Speaker
Description
OpenCHAMI, the open-source successor to the Cray System Management (CSM) stack, reimagines HPC system management through a modular, microservices-based architecture. While this shift offers flexibility, it introduces complexity in replicating the environment for development and testing. To address this, we present a versatile tooling suite designed to empower developers by tightening the feedback loop, enabling the deployment of full-featured OpenCHAMI control planes on commodity workstations.

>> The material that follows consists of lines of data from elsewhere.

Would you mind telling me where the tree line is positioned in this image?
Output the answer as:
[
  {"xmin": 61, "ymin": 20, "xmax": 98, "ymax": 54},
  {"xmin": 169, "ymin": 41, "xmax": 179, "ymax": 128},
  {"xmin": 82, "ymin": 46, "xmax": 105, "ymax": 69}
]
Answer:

This presentation explores three distinct deployment workflows tailored to different stages of the development lifecycle:
-
Minikube-based Simulation: A self-contained environment using Libvirt to model an entire cluster—including virtual compute nodes and emulated Redfish BMCs—on a single laptop.
-
Docker Compose Quickstart: A rapid instantiation method for stand-alone service testing.
-
Podman Quadlets: A systemd-integrated approach for robust, production-like service management.
Crucially, we demonstrate how this setup is not limited to simulation but is capable of booting and provisioning physical hardware nodes directly from a developer's machine. Key DevOps discussions will cover the "Sidecar" pattern for synchronizing DHCP and State Management Database (SMD) state, the automation of custom boot image generation, and the orchestration of network services to handle hybrid virtual/physical environments. By democratizing access to complex infrastructure, these tools allow contributors to validate code changes instantly, accelerating the evolution of the next generation of HPC system management.